Moody’s warned Spain on Wednesday that it might be in for a ratings downgrade, bringing that nation unwelcome attention before the start of a summit meeting of European Union (EU) leaders on Thursday.
According to a Reuters report, despite its concern over about 60 billion euros ($80.05 billion) in debt that Madrid will need to refinance early in 2011, the agency sees no expectations that the country will need a bailout. Still, Wednesday saw a rise in the yields on Spain’s 10-year bonds, as well as an increase in the cost of insuring its debt.
Elena Salgado, Spain’s economy minister, said of the increases that market movements were exaggerated due to thin volumes at the end of the year, but added that enlarging the rescue fund set up to handle such concerns might also make sense.
EU leaders will consider a number of measures during their meeting, including the possibility of enlarging the fund. The ongoing debt crisis in Europe has focused the meeting on that and other issues, including the approval of a change in the EU treaty to accommodate German demands related to the establishment of a permanent crisis resolution mechanism to begin in 2013.

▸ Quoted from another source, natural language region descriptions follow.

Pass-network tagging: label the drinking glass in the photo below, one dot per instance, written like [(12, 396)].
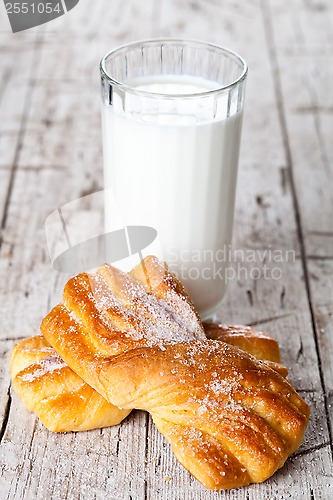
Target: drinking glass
[(172, 116)]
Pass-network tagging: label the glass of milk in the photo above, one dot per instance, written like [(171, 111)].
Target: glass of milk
[(172, 117)]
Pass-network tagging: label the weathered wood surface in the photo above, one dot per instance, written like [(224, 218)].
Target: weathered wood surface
[(50, 153)]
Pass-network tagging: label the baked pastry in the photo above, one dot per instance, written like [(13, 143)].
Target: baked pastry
[(231, 419), (254, 342), (57, 395), (34, 366)]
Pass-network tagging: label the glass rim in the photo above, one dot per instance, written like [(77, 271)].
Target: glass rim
[(156, 95)]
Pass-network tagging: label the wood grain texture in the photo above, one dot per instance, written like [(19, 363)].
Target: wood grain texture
[(50, 153)]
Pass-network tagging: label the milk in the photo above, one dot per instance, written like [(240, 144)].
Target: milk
[(178, 177)]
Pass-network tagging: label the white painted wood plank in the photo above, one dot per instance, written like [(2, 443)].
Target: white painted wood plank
[(48, 160)]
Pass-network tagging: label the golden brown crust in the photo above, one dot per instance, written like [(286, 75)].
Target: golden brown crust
[(210, 399), (252, 341), (57, 395)]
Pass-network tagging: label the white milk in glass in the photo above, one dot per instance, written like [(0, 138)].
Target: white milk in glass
[(179, 179)]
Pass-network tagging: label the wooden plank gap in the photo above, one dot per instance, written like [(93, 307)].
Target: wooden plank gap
[(311, 450), (269, 34), (6, 415), (27, 102)]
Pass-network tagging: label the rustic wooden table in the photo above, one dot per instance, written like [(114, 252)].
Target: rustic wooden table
[(50, 153)]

Currently the temporary crisis resolution mechanism is a 750-billion-euro loan facility. Didier Reynders, finance minister for Belgium, has said that the EU’s portion of 440 billion euros could possibly be doubled to ward off problems centered on Spain and Portugal; Salgado has agreed that the fund should be enlarged. Pointing out that while the EU’s contribution to the fund is theoretically 440 billion euros, in practice it is somewhat less due to credit guarantees. “What we think is reasonable,” she said, “is that the real capacity of the fund coincide with the theoretical capacity.”